Sub: Replace the regular content and return the value after replacement.
3. Example
(1) Example of use, matching any character, except line break \ n
Import re # import the re Library File
A = 'xy123'
B = re. findall ('x .. ',)
Print B
The printed result is: ['xy1']. Each. represents a placeholder.
(2) * example, matching the first character 0 times or unlimited times
A = 'xy123'
B = re. findall ('x',)
Print B
The output is: ['x', '', 'x','']
(3 )? For example, match the first character 0 or 1 time
A = 'xy123'
B = re. findall ('x? ',)
Print B
The output is as follows: ['x', '']
(4). * example
Secret_code = 'hadkfalifexxixxfasdjifja134xxlovexx23345sdfxxyouxx8dfse'
B = re. findall ('xx. * xx', secret_code)
Print B
The printed result is: ['xxixxfasdjifja134xxlovexx23345sdfxxyouxx']
(5 ).*? Examples
Secret_code = 'hadkfalifexxixxfasdjifja134xxlovexx23345sdfxxyouxx8dfse'
C = re. findall ('xx .*? Xx', secret_code)
Print c
The printed result is: ['xxixx', 'xxlovexx', 'xxyouxx']
(6) () Example
Secret_code = 'hadkfalifexxixxfasdjifja134xxlovexx23345sdfxxyouxx8dfse'
D = re. findall ('xx (.*?) Xx', secret_code)
Print d
The printed result is: ['I', 'love', 'you']. The data in the brackets is returned.
(7) Example of re. S
S = ''' sdfxxhello
Xxfsdfxxworldxxasdf '''
D = re. findall ('xx (.*?) Xx ', s, re. S)
Print d
The printed result is: ['Hello \ n', 'World']. The role of re.

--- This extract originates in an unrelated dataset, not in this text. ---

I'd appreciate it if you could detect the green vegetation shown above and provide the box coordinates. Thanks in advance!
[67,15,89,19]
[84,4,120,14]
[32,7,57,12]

S is to enable. \ n
(8) Example of findall
S2 = 'asdfxxixx123xxlovexxdfd'
F2 = re. findall ('xx (.?) Xx123xx (.?) Xx', s2)
Print f20
The printed result is: love.
At this time, f2 contains a list of one tuples. The tuples contain two elements. The two elements in the tuples are the content matched by two (). If s2 contains multiple 'xx (.?) Xx123xx (.?) Xx, f2 contains multiple tuples;
(9) Example of search
S2 = 'asdfxxixx123xxlovexxdfd'
F = re. search ('xx (.?) Xx123xx (.?) Xx ', s2). group (2)
Print f
The printed result is: love.
. Group (2) indicates that the content matching the second parentheses is returned. If it is. group (1), the printed content is: I
(10) Example of sub
S = '123rrr123'
Output = re. sub ('100 (.*?) 123 ', '2014 d123' % 123%, s)
Print output
The output is 123789123.
% D is similar to % d in C. If output = re. sub ('100 (.*?) 123 ', '100', s), and the output result is also: 123789123
(11) Examples of \ d used to match numbers
A = 'asdfasf1234567fasd555fas'
B = re. findall ('(\ d +)',)
Print B
The printed result is: ['123', '123'], \ d + can match a numeric string;
The above are some commonly used symbols and syntaxes for python crawler regular expressions. I hope it will be helpful for beginners of python.